Study Objectives: Polysomnographic study evaluating the efficacy of ropinirole for the treatment of patients with restless legs syndrome (RLS) suffering from periodic leg movements in sleep (PLMS). Design: Double-blinded, placebo-controlled, parallel-group study. Setting: 15 tertiary referral centers in the USA. Participants: 65 patients with RLS and PLMS. Interventions: Ropinirole (0.25-4.0 mg per day) or placebo for 12 weeks. Measurements and Results: Data from 59 patients were included in the primary endpoint analysis. PLMS per hour decreased more with ropinirole (48.5 to 11.8), compared with placebo (35.7 to 34.2; adjusted treatment difference: -27.2; 95% confidence interval [CI]: -39.1.-15.4; P < .0001). Periodic limb movements with arousal per hour decreased from 7.0 to 2.5 with ropinirole but increased from 4.2 to 6.0 with placebo (adjusted treatment difference: -4.3, 95% CI: -7.6.-1.1; P = .0096).
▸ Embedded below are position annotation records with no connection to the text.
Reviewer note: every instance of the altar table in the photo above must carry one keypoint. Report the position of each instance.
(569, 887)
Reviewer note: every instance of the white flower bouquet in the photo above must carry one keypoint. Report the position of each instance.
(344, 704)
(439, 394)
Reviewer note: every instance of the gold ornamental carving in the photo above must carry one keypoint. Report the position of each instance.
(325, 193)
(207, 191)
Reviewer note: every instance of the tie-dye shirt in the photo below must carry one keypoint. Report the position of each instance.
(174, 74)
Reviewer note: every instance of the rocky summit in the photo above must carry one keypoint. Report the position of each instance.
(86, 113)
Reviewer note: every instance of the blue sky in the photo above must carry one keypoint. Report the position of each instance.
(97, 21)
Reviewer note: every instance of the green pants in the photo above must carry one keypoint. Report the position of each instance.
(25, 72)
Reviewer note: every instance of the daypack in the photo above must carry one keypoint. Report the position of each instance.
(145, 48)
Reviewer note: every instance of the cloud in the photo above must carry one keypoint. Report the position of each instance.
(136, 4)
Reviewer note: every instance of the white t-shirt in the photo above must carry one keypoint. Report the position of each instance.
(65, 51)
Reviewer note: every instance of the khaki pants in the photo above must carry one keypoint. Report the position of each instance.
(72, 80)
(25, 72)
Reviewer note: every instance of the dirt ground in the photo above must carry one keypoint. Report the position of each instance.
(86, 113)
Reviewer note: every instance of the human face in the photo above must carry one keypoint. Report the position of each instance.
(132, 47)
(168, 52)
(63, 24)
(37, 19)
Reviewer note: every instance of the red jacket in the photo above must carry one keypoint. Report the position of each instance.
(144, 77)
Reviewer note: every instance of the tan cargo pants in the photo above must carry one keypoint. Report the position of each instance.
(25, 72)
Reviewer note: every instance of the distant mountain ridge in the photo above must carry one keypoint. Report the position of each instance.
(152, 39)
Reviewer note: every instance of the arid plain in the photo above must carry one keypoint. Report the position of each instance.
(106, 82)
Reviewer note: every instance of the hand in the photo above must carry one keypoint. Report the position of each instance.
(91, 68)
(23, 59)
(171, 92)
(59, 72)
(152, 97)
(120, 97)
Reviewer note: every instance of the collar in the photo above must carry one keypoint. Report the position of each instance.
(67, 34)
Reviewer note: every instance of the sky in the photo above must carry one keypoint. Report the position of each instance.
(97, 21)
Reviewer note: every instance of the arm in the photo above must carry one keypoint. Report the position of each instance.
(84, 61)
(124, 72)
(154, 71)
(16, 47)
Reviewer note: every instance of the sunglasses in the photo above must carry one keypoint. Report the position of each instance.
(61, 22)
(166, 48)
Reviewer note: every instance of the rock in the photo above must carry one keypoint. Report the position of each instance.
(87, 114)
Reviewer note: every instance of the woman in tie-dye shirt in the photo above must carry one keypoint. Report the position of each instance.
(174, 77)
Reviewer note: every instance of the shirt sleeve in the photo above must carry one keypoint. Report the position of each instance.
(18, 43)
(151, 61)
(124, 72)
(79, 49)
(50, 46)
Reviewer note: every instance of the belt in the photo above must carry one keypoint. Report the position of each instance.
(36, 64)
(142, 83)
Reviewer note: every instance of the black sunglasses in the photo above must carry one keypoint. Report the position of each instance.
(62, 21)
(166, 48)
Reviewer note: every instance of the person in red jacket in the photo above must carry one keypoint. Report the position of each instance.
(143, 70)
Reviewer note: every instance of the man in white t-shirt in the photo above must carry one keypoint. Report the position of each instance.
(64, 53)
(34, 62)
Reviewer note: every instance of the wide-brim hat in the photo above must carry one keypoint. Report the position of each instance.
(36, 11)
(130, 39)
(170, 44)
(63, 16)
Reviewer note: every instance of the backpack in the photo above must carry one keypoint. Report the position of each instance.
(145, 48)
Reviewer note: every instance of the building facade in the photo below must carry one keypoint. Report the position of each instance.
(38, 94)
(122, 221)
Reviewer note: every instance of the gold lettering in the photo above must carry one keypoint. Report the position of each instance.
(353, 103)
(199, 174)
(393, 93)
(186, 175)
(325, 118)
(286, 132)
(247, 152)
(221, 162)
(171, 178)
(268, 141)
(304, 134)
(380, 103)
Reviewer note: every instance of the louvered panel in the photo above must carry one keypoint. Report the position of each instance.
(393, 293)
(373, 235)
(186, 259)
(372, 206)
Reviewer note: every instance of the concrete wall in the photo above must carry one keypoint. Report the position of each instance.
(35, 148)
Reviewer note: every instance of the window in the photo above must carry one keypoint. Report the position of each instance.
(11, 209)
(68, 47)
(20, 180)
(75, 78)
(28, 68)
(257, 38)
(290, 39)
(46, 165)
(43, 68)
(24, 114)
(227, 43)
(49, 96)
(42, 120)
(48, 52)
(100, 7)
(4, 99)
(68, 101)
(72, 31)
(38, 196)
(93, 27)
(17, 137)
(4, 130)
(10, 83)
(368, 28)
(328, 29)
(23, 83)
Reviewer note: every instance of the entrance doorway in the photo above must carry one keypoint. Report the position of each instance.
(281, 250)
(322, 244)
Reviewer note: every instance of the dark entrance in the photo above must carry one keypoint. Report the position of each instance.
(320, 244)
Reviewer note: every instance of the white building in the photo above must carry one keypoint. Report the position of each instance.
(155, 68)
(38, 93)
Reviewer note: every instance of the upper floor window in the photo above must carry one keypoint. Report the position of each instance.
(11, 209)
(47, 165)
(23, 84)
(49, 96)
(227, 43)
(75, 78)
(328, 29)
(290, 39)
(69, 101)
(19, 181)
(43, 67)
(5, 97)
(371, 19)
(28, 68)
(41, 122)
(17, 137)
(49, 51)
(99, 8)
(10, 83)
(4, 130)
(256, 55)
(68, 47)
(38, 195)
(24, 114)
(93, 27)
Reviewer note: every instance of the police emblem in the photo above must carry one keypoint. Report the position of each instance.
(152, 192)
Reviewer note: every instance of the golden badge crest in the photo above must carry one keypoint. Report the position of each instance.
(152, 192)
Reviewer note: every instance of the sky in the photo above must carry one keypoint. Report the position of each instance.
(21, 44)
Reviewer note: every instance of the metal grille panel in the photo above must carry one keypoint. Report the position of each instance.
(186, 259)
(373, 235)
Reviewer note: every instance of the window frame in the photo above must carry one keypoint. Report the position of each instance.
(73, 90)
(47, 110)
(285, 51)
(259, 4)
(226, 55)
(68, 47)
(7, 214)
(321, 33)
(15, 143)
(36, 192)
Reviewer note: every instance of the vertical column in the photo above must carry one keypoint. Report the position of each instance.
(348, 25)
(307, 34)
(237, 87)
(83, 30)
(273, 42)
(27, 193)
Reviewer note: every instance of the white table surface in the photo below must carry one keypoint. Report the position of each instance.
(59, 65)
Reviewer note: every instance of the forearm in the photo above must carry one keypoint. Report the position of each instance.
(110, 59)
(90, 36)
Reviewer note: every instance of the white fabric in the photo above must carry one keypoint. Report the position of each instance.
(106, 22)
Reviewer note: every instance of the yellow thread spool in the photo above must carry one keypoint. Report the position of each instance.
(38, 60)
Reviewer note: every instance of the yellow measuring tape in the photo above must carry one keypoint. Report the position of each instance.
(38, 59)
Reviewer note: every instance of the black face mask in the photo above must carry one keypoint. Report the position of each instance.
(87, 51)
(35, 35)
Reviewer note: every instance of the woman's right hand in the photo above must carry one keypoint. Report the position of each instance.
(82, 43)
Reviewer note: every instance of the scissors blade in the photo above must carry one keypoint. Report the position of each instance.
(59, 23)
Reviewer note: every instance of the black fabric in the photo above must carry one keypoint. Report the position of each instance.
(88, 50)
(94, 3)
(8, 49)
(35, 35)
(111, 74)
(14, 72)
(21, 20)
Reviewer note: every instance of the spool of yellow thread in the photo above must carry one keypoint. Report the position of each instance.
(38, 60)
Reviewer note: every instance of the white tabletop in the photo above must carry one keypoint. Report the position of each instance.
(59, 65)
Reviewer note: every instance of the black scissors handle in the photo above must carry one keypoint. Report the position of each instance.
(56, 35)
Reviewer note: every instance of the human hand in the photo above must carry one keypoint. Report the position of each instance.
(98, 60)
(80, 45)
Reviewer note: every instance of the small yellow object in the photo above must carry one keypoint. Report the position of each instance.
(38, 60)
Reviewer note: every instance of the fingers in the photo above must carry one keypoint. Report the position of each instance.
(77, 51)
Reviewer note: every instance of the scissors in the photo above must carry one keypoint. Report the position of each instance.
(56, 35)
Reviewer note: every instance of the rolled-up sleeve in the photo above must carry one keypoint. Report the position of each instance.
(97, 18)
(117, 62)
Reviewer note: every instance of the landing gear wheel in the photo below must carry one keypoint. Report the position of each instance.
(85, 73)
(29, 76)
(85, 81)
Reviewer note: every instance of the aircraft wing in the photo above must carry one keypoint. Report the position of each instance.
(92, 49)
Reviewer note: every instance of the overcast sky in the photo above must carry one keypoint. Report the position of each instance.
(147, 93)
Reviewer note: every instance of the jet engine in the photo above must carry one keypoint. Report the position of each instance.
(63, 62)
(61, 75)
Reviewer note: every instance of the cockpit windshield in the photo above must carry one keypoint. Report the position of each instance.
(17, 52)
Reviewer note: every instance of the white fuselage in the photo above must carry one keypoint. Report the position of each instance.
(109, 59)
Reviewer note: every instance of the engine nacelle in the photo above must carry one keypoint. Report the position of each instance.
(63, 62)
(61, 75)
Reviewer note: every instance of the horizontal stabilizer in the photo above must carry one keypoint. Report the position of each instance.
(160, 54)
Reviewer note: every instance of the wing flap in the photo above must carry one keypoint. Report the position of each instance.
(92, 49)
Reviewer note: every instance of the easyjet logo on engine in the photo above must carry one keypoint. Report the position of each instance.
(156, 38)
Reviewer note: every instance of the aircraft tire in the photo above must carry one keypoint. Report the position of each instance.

Periodic limb movements while awake per hour decreased from 56.5 to 23.6 with ropinirole but increased from 46.6 to 56.1 with placebo (adjusted treatment difference: -39.5; 95% CI: -56.9.-22.1; P < .0001). Ropinirole treatment significantly improved patients' ability to initiate sleep (P < .05) and the amount of Stage 2 sleep compared with placebo (P < .01). No serious adverse events occurred in either group. Conclusions: Ropinirole is effective in the treatment of both the sleep and waking symptoms of RLS.